If you worked at Canada's Clarica Life Insurance Co., the answer would be “lots.” Clarica's roster of key business officers is peppered with former IT folk. The vice presidents of group administration, human resources and marketing, as well as the director of quality business all began their careers as IT professionals. Six of Clarica's 16-person top-management team have IT backgrounds.
Clarica's success incorporating IT pros into business management is the subject of a February 2001 white paper, “Creating Advantage With Information Technology.” The authors are Blaize Horner Reich, professor of information technology at Simon Fraser University in Vancouver, British Columbia, and Michelle Lynn Kaarst-Brown of the E. Claiborne Robins School of Business at the University of Richmond in Virginia. Reich says the advantages of Clarica's approach include “faster innovation, faster deployment of new technologies, better utilization of existing technologies, and staff retention. They quickly see opportunities to solve business problems with workable IT solutions that others simply don't.”
The company's commitment to IT has paid off: Clarica was the first of Canada's life insurers to demutualize, doubling its IPO share price in 18 months. Since becoming a public company in 1999, Clarica has consistently surpassed key growth targets. For example, year 2000 earnings jumped 22% over 1999 earnings.
According to Clarica CIO Brian Gill, much of the company's business is technology-intensive, so it is critical that IT initiatives succeed. The firm's policy of transferring IT people into line management, he says, means that “even the very large initiatives that we undertake have a very, very high success rate. We never face a problem of educating senior management. We have the right sponsorship and leadership from the business area.
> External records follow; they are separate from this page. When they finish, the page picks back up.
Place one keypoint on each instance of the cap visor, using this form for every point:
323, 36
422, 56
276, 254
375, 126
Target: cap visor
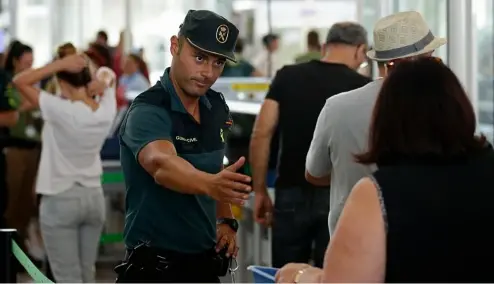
228, 55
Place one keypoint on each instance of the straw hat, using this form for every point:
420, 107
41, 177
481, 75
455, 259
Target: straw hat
403, 34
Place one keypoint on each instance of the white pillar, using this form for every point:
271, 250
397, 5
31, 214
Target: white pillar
128, 26
13, 18
457, 40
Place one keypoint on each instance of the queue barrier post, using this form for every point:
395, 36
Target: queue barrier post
8, 273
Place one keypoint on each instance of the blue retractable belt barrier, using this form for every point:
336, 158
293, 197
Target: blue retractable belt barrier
263, 274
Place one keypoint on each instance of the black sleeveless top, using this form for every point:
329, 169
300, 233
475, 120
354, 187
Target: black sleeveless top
439, 216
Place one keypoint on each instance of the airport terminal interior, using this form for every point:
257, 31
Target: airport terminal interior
273, 33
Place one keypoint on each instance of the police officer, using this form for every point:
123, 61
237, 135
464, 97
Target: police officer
179, 226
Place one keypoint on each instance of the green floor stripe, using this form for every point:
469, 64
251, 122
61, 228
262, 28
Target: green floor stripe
113, 177
31, 269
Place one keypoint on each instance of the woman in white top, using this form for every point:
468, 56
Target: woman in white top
76, 123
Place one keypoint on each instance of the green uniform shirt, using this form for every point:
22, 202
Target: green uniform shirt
164, 218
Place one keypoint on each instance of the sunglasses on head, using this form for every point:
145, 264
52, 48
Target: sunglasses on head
393, 63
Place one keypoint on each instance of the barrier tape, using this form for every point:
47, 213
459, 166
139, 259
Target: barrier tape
111, 238
31, 269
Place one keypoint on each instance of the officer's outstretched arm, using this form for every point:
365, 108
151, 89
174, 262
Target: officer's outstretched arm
159, 158
146, 132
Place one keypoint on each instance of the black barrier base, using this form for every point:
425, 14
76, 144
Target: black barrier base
8, 269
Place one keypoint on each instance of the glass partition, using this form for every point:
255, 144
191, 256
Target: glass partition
483, 11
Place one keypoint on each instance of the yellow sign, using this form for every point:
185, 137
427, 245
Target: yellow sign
250, 87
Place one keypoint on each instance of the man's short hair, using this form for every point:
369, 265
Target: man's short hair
103, 35
347, 33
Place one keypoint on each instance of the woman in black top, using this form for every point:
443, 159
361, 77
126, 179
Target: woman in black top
424, 215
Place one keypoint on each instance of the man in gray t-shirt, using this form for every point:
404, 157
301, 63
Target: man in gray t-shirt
341, 131
343, 125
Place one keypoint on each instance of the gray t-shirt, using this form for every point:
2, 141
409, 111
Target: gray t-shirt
342, 131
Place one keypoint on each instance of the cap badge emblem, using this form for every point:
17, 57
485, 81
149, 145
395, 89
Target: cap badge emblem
222, 33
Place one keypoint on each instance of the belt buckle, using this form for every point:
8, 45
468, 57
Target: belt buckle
162, 263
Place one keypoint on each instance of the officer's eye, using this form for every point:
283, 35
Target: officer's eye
220, 63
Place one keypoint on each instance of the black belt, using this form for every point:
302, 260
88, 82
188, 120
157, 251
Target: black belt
143, 256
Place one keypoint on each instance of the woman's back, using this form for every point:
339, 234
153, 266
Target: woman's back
73, 135
438, 215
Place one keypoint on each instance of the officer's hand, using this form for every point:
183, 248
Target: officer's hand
263, 208
226, 237
228, 186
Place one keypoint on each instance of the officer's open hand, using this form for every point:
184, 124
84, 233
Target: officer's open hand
226, 237
228, 186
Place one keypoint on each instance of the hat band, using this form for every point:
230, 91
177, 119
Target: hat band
407, 49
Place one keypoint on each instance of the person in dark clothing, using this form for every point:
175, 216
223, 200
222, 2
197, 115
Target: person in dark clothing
294, 100
421, 217
8, 118
172, 147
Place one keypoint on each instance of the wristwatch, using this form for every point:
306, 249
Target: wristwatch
232, 223
296, 279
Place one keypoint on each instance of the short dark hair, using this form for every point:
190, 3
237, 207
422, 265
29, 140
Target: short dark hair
100, 55
267, 39
79, 79
422, 111
313, 39
347, 33
103, 35
15, 51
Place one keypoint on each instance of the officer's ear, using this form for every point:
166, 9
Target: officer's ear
174, 45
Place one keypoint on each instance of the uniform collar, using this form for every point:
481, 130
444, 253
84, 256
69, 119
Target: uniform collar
176, 103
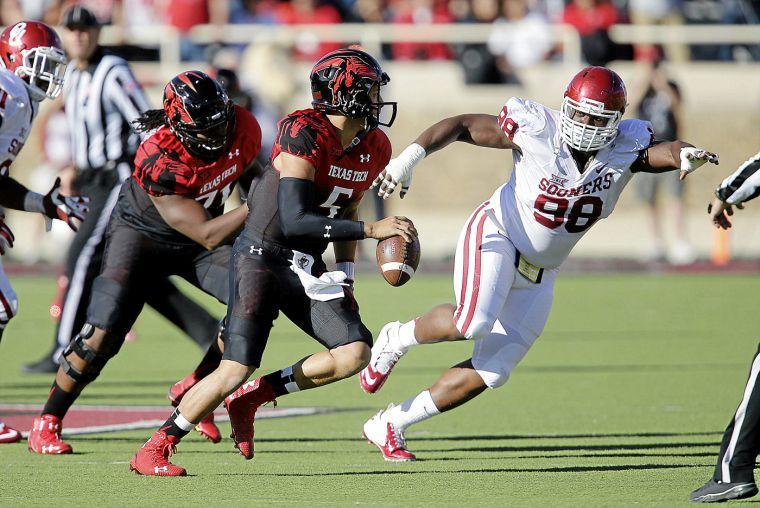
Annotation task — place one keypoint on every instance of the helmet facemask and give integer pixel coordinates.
(588, 137)
(43, 69)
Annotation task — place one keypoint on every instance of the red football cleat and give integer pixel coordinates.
(390, 440)
(208, 429)
(384, 358)
(45, 436)
(9, 435)
(242, 406)
(153, 458)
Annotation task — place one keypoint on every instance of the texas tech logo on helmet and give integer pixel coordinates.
(348, 81)
(199, 113)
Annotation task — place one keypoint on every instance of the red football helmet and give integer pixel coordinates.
(342, 81)
(32, 51)
(599, 93)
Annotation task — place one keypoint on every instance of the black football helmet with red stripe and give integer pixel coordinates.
(342, 82)
(199, 113)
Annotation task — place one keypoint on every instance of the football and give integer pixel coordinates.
(397, 259)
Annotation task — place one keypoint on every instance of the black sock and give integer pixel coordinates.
(177, 429)
(59, 401)
(282, 381)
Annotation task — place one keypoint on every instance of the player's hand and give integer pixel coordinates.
(720, 211)
(692, 158)
(66, 208)
(6, 236)
(399, 172)
(391, 226)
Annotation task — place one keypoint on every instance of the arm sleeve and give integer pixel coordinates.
(126, 93)
(295, 200)
(743, 185)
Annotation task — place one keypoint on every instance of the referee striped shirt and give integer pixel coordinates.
(100, 103)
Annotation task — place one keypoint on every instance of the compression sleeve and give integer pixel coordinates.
(295, 199)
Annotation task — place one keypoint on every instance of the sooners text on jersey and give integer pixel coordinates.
(17, 111)
(548, 203)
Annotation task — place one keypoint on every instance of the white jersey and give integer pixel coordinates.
(17, 111)
(548, 204)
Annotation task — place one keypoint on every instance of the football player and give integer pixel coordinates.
(32, 65)
(570, 167)
(323, 161)
(169, 220)
(734, 476)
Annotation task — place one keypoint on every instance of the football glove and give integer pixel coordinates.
(692, 158)
(6, 236)
(65, 208)
(399, 171)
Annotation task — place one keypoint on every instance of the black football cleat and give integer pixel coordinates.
(44, 366)
(717, 492)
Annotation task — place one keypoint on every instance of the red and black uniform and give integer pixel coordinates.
(142, 246)
(263, 281)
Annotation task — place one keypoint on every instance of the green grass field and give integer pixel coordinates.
(622, 401)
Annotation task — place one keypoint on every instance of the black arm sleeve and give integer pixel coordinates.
(295, 199)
It works.”
Those results are encouraging, but not necessarily extendable to companies without a heavy reliance on IT. It's also possible that spreading IT people throughout the company may encourage a bias toward technology-based solutions.
The bigger question, though, is how to make it work. “Clarica management has always promoted from within, encouraged cross-departmental transfers and committed to developing the individual,” answers Reich.